If infection were occurring stochastically in all susceptible cell types, the frequency of infected cells would mirror the frequency of SIV susceptible cells in the reproductive tract, or at least at the specific sites where focal infection occurs. To test this, vaginal and ectocervical tissue adjacent to sites where SIV infection was identified was stained for chemokine receptor expression to measure the makeup of the T helper cell populations. Th1-like cells (defined as CD3+CD4+CXCR3+) were 51±2.1% of CD3+CD4+ cells (Figure S3). In contrast, the Th17 cells (CD3+CD4+ CCR6+) were far less frequent in tissues, making up 19.1±2.8% of CD4 T cells.
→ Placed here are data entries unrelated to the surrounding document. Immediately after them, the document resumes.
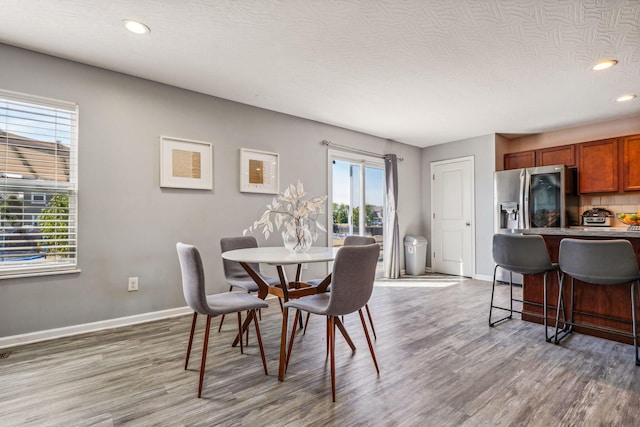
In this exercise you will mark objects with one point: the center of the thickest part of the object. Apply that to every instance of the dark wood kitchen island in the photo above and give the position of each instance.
(603, 306)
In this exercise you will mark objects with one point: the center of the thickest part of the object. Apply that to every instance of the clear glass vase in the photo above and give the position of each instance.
(297, 237)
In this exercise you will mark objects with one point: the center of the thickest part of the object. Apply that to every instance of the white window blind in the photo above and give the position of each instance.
(38, 185)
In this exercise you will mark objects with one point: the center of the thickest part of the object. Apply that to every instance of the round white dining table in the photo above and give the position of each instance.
(280, 257)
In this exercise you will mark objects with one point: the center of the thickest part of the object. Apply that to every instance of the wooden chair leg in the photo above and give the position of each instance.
(247, 333)
(293, 336)
(222, 317)
(193, 328)
(255, 322)
(203, 361)
(306, 322)
(332, 352)
(366, 333)
(373, 329)
(240, 332)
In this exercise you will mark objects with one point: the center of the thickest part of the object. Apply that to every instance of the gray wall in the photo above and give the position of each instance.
(128, 225)
(482, 148)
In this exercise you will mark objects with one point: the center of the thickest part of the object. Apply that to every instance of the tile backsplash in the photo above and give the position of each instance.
(616, 203)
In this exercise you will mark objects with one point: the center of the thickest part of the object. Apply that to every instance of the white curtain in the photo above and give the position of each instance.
(392, 233)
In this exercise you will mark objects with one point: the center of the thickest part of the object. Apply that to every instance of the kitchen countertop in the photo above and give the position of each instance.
(584, 231)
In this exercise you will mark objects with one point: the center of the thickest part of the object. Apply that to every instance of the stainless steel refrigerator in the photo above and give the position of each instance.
(540, 197)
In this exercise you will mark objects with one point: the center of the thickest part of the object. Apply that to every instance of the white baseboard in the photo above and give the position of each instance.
(50, 334)
(483, 277)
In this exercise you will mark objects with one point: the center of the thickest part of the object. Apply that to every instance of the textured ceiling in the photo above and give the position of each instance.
(422, 72)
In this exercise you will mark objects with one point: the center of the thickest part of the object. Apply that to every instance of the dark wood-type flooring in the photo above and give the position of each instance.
(440, 365)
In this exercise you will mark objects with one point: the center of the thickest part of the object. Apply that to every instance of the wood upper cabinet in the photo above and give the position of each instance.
(598, 166)
(630, 161)
(563, 155)
(523, 159)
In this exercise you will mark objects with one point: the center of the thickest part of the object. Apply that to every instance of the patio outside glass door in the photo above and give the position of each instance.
(357, 198)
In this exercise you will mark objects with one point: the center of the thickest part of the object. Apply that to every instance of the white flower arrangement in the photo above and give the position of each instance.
(293, 212)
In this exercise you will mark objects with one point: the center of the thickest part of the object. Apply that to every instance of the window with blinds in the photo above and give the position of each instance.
(38, 185)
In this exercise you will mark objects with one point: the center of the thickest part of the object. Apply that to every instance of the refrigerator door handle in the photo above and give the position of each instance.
(525, 184)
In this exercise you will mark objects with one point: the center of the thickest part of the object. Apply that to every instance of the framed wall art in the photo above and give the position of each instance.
(259, 171)
(186, 164)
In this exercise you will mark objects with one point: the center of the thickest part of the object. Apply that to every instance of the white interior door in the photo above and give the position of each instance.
(452, 225)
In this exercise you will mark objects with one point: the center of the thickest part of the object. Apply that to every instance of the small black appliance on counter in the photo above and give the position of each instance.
(597, 217)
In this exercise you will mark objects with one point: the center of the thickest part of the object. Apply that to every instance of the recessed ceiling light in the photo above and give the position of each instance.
(603, 65)
(624, 98)
(136, 26)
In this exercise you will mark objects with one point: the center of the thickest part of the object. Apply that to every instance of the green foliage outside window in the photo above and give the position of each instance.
(54, 225)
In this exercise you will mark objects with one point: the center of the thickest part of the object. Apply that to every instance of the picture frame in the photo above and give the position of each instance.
(186, 163)
(259, 171)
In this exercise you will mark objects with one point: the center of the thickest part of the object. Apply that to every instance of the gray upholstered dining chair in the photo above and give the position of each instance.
(353, 274)
(602, 262)
(193, 287)
(523, 254)
(349, 241)
(235, 275)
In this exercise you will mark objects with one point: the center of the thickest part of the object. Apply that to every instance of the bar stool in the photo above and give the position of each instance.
(524, 254)
(602, 262)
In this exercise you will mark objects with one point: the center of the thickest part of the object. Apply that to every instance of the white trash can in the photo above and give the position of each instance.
(415, 255)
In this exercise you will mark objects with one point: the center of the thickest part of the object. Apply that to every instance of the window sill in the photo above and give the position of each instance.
(38, 273)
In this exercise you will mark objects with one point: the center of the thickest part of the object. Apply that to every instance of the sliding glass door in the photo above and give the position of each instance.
(357, 197)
The density of the Th17 cells (CD3+CD4+ CCR6+) counted in Figure S3 were further evaluated for enriched localization at sites of either high T cell density, representative of the sites where SIV infection was most commonly found, and at low T cell density, more typically seen throughout the FRT (Figure S4). In both vaginal (18.1±2.3%) and ectocervical tissue (20.2±2.1%), no large change in the relative proportion of Th17-like cells was observed. This generally agrees with the proportion of Th17 cells throughout the human FRT as described by Rodriguez-Garcia et al (Rodriguez-Garcia et al., 2014). Finally, Th2-like cells (CD3+CD4+CCR4+) were less abundant than either Th1 or Th17 cells (9.6±3.8%, Figure S3). Other T cell populations were not quantified based on local lymphocyte density.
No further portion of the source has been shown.